In general, moving tuplesort.c batch memory caller tuples around
happens when batch memory needs to be recycled, or freed outright with
pfree().

I failed to take into account that CLUSTER tuplesorts need an extra
step when moving caller tuples to a new location (i.e. when moving
HeapTuple caller tuples using memmove()), because their particular
variety of caller tuple happens to itself contain a pointer to
palloc()'d memory. Attached patch fixes this use-after-free bug.

-- 
Peter Geoghegan
From aa68ed9e3f952bc19aa3bc8e31d0e216e13e0fae Mon Sep 17 00:00:00 2001
From: Peter Geoghegan <p...@bowt.ie>
Date: Sun, 26 Jun 2016 16:25:07 -0700
Subject: [PATCH] Fix bug in batch tuplesort memory with CLUSTER

Commit 0011c0091 optimized tuplesort.c's use of memory during external
sort final on-the-fly merge steps.  This included handling exhaustion of
large batch memory allocations by moving existing caller tuples to a
new, usable location using memmove().  This failed to take into account
one particular special case, though:  CLUSTER tuplesorts.

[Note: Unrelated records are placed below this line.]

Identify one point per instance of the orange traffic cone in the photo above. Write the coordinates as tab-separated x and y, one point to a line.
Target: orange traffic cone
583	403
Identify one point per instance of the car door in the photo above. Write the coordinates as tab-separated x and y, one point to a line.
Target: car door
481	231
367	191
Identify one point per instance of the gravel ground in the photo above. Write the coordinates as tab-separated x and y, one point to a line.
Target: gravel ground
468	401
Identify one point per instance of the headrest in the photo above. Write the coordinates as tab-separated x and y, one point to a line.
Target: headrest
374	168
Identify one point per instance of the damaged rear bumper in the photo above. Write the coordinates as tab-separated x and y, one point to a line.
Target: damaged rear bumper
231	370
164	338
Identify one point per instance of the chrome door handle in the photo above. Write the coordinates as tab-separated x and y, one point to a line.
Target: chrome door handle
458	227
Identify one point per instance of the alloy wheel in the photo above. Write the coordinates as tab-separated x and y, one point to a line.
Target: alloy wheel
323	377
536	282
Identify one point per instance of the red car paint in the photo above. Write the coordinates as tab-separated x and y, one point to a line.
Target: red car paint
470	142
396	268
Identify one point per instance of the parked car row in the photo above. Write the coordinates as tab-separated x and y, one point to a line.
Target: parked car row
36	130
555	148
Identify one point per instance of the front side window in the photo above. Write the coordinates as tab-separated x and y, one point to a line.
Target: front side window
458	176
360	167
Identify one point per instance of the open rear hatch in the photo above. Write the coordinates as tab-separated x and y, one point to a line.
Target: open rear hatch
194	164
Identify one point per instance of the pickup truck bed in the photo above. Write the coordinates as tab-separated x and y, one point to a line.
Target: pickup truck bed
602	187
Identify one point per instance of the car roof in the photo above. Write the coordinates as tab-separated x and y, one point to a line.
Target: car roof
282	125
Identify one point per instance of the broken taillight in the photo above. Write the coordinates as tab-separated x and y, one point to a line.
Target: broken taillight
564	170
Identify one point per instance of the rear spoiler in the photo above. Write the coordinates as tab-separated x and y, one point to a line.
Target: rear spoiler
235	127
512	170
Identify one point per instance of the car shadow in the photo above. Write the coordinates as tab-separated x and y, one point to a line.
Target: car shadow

The CLUSTER case involves caller tuples that themselves contain a
pointer to an offset into the selfsame caller tuple.  A use-after-free
could therefore happen when the CLUSTER tuplesort client dereferenced
this contained pointer.

Instead of calling memmove() directly, affected codepaths now call a
generic MOVETUP() interface routine, reaching a caller-tuple specific
implementation.  The CLUSTER implementation performs a memmove() and
handles this extra detail.  In all other cases, a memmove() shim
implementation is reached.
---
 src/backend/utils/sort/tuplesort.c | 56 ++++++++++++++++++++++++++++++++++++--
 1 file changed, 53 insertions(+), 3 deletions(-)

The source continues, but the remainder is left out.